A large cohort study consisting of 47,780 patients discharged after COVID-19-related hospitalization found that 29.4% (n = 14,060) required readmission and 12.3% (n = 5875) died during the mean follow-up of 140 d, and the risks of readmission and death were 3.5 (95% CI, 3.4–3.6) and 7.7 (95% CI, 7.2–8.3) times greater, respectively, than those of the matched controls.³⁴ In addition, new onset respiratory diseases were diagnosed in 6085 patients, and the rate of new onset of respiratory disease was 539 (95% CI, 525–553) per 1000 people, which was 27.3 (95% CI, 24.0–31.2) times greater than that in the controls.³⁴ Moreover, new onset of diabetes, a major cardiovascular event disease, chronic kidney disease, and chronic liver disease were found in 36,100, 36,130, 41,705, and 46,395 patients after discharge, respectively, and their was 1.5–3.0 times more than that of the control group.³⁴ Finally, the subgroup analysis disclosed that rate ratios comparing patients with covid-19 and matched controls were greater in individuals aged less than 70 than those aged 70 or more for all these outcomes, especially for death (14.1% vs 7.7%) and respiratory disease (10.5% vs 4.6%).³⁴

Conclusions

In addition to the increase in the number of confirmed cases of COVID-19,72, 73, 74 the number of cases with long COVID are expected to increase in the future.

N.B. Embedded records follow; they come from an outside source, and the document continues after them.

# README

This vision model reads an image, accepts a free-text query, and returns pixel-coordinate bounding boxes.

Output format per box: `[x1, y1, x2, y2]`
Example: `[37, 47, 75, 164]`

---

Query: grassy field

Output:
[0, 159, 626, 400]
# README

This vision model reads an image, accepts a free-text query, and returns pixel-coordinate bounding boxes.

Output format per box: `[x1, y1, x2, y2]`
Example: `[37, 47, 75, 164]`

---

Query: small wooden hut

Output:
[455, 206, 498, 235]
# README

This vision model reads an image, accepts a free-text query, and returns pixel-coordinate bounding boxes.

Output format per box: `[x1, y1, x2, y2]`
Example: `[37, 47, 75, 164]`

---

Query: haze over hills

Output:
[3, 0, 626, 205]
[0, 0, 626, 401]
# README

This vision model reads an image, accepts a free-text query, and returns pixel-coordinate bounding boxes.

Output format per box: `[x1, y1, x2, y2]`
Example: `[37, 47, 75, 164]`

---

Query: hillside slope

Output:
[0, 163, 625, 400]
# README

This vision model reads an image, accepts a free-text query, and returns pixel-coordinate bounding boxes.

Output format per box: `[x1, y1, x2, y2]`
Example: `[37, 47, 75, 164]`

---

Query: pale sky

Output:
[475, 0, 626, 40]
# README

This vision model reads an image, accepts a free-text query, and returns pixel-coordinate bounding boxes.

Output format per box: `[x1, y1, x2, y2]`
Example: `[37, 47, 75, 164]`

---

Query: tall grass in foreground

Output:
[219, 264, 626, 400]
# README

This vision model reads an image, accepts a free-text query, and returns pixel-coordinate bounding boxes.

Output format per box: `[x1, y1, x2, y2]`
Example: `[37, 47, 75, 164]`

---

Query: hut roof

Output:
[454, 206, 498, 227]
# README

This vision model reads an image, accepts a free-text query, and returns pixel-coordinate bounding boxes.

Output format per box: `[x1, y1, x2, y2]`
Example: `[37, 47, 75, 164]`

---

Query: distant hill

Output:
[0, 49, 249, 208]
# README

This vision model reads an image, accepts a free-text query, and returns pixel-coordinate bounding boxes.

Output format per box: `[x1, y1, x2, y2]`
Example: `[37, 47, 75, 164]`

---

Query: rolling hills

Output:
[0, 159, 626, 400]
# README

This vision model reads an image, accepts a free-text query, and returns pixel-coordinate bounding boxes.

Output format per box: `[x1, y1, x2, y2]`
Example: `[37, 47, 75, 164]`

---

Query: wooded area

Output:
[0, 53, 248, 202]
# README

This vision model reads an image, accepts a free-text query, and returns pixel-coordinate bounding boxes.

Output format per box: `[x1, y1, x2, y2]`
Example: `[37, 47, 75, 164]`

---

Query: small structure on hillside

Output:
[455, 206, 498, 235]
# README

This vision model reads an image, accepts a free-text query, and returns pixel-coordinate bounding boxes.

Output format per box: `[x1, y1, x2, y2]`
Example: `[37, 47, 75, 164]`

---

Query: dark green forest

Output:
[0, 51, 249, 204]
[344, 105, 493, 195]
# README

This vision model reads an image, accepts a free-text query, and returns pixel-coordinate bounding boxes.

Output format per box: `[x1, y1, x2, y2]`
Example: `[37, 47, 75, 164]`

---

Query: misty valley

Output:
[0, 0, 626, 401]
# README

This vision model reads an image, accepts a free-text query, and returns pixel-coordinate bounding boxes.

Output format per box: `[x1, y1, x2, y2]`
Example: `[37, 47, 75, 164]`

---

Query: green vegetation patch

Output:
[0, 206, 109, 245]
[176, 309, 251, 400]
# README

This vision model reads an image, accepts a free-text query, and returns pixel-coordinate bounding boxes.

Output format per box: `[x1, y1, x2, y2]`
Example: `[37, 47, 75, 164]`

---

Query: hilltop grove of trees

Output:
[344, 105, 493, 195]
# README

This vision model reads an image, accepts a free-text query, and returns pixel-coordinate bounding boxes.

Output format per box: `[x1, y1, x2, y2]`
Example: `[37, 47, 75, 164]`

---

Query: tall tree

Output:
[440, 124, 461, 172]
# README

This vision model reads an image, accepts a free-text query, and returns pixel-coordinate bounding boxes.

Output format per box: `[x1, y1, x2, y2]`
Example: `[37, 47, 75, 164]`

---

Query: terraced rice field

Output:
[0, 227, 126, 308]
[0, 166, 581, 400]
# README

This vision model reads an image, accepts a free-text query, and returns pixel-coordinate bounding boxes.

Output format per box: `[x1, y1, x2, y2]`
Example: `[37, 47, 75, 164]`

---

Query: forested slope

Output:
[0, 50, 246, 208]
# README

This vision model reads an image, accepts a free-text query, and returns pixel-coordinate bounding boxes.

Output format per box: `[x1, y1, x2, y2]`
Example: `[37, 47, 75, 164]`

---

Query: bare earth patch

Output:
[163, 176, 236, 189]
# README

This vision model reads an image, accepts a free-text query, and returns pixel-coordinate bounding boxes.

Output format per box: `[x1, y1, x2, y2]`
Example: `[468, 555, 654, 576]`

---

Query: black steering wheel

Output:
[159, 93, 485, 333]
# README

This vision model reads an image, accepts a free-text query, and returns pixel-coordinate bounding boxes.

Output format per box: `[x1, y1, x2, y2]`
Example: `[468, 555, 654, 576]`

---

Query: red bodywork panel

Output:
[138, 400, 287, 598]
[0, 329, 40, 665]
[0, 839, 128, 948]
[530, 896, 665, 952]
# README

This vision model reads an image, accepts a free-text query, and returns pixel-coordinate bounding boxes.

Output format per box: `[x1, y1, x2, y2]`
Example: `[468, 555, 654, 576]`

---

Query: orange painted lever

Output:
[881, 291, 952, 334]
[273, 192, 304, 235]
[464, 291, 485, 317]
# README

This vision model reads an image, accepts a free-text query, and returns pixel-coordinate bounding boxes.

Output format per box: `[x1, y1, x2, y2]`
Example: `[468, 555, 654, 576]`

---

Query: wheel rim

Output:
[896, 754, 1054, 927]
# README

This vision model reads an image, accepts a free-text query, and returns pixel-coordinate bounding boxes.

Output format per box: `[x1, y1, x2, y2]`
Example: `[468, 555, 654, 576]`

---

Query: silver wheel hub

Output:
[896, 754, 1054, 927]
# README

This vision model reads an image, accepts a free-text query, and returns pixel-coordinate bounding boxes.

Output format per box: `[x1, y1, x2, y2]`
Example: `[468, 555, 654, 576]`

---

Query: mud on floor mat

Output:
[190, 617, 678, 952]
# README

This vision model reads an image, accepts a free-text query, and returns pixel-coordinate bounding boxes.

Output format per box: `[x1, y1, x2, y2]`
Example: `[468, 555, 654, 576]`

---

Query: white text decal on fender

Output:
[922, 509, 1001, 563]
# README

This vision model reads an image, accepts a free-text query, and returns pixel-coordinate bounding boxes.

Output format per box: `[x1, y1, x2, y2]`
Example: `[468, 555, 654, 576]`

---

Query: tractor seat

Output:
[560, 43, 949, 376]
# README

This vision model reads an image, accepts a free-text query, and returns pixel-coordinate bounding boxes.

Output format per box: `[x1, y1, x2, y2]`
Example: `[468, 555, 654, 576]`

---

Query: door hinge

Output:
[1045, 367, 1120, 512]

Based on the current knowledge, we can state that: (1) long COVID can develop in all patients with COVID-19 with different severities, although an increased risk is associated with severe COVID-19, (2) long COVID can have various clinical manifestations, and many of them may be non-specific, (3) the patients with long COVID can be associated with a worse clinical outcome than those without, and (4) based on limited evidence, vaccination is the only way to prevent long COVID. However, there are many unknowns regarding long COVID. Despite long COVID likes acute COVID, which can involve many organ systems and has various presentation in different populations during different wave,75, 76, 77, 78, 79, 80 but long COVID may be more complicated. Because of the various definitions of long COVID and its protean clinical manifestations, the epidemiology of this disease remains unclear. In addition, the diagnostic criteria are vague, and possible mechanisms and effective management of this disease require further investigation. Further studies using an established definition and diagnostic criteria for long COVID can help in better understanding this disease.

Funding

None.

Declaration of Competing Interest

The authors declare that they have no conflicts of interest.